Le 15 décembre 2010, un salarié de l’entreprise PS Consulting alerte la CNIL sur ses conditions de travail. Huit caméras de surveillance viennent d’être installées, notamment dans les bureaux et salles de réunion, sans que les employés aient été prévenus. L’homme se plaint en outre d’un usage abusif de ce dispositif.

 

Début 2011, la CNIL se rapproche de la société afin de clarifier la situation. Suite à des échanges de courriers s'étant poursuivis jusqu’en décembre 2011, les responsables de PS Consulting sont alors priés d’apporter des modifications à leur dispositif de vidéosurveillance, afin que celui-ci soit conforme aux dispositions de la loi Informatique et Libertés.

Un premier avertissement en 2012

Pour vérifier que l’entreprise est bien rentrée dans le droit chemin, l'autorité administrative effectue le 2 février 2012 un contrôle dans les locaux de PS Consulting. Problème : différents manquements à la loi de 1978 sont alors constatés puis consignés dans un procès verbal. La CNIL fait alors les gros yeux. Au travers d’une délibération en date du 13 avril 2012, elle ordonne à la société de « mettre en œuvre un dispositif proportionné et ne conduisant pas à une mise sous surveillance constante de ses salariés ». Elle l'enjoint aussi à « procéder à l’information des personnes » sur cette vidéosurveillance. L’institution lui donne alors un délai d’un mois pour se plier à ses exigences.

Deux, puis trois contrôles

Suite à ce premier avertissement, PS Consulting s’engage à effectuer des modifications. Quelques mois plus tard, en octobre 2012, la CNIL effectue alors un second contrôle. L’institution découvre alors que plusieurs engagements pris par la société ne sont pas respectés. Le dirigeant de l’entreprise affirme toutefois à la Commission qu’il va faire supprimer le dispositif de vidéosurveillance par son prestataire.

 

Deux mois plus tard, en décembre 2012, la CNIL opère un troisième contrôle. Résultat : non seulement les caméras n’ont pas été désinstallées, mais en plus, plusieurs manquements visés par la mise en demeure initiale persistent. L'autorité administrative transmet alors un rapport écrit au responsable de PS Consulting, et convoque l’intéressé dans ses locaux le 21 février 2013. Sauf que l’homme ne s’est pas présenté, et n’a pas non plus adressé d’observations écrites à la gardienne des données personnelles.
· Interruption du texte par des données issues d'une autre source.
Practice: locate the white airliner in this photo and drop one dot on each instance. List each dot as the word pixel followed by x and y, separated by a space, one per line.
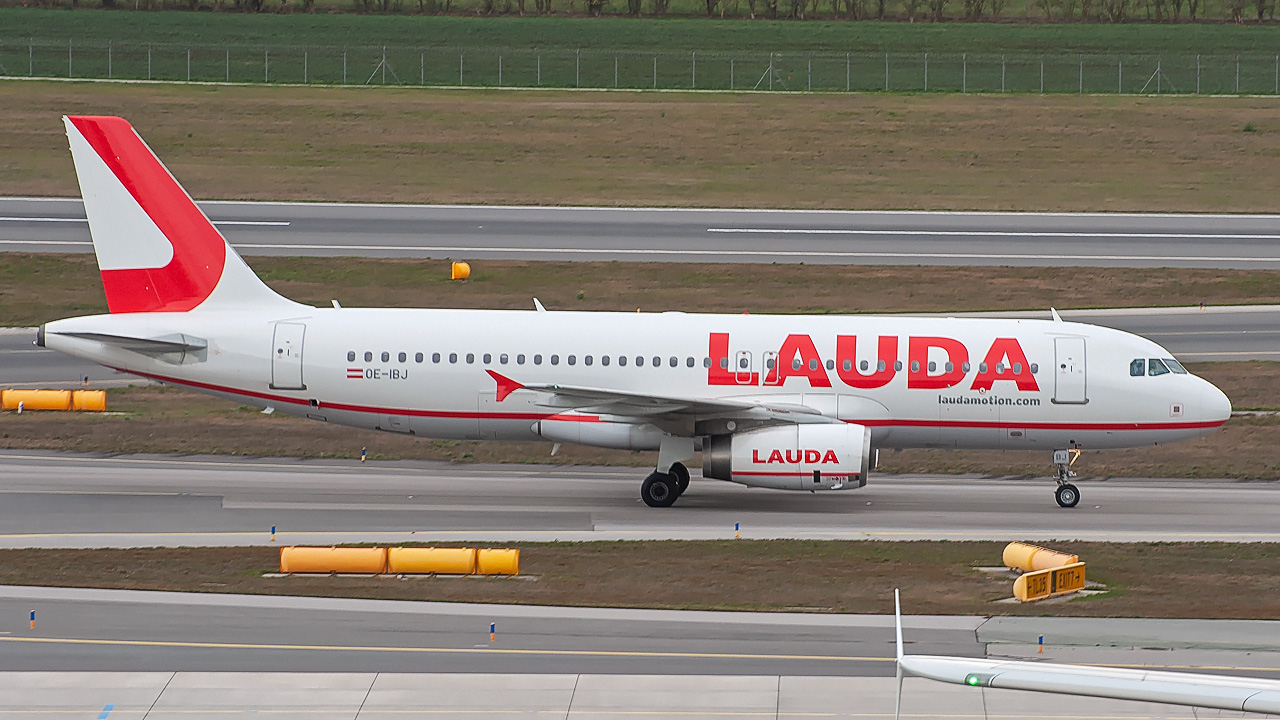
pixel 791 402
Deux ans et demi plus tard, la sanction tombe

Dans une décision rendue le 30 mai 2013 (PDF), la CNIL condamne finalement PS Consulting à une sanction pécuniaire de 10 000 euros. L’institution a d’ailleurs choisi de rendre cette décision publique.

 

Au final, l’entreprise est tout d’abord punie pour ne pas avoir respecté l’obligation de proportionnalité de son dispositif de vidéosurveillance. « Il n’existe pas de justification à cette mise sous surveillance permanente et constante » retient ainsi la Commission. D’autre part, PS Consulting a manqué à son obligation d’avertir ses salariés et candidats à l’embauche sur l’existence de ce dispositif de vidéosurveillance, ainsi que de leurs droits relatifs à ce traitement, observe la CNIL. Enfin, c’est sur le plan de la sécurisation des images ainsi capturées que la société a été mise à l'index. « La brièveté des mots de passe [la CNIL parle de suites de 5 caractères, ndlr], leur déductibilité, leur simplicité et l’absence de renouvellement font encourir un risque certain aux données traitées » s’élève ainsi l’autorité administrative dans sa décision, regrettant au passage que certains des mots de passe permettant d’accéder aux ordinateurs de l’entreprise ainsi qu'aux données personnelles qu’ils contenaient n’aient été changés depuis 2011.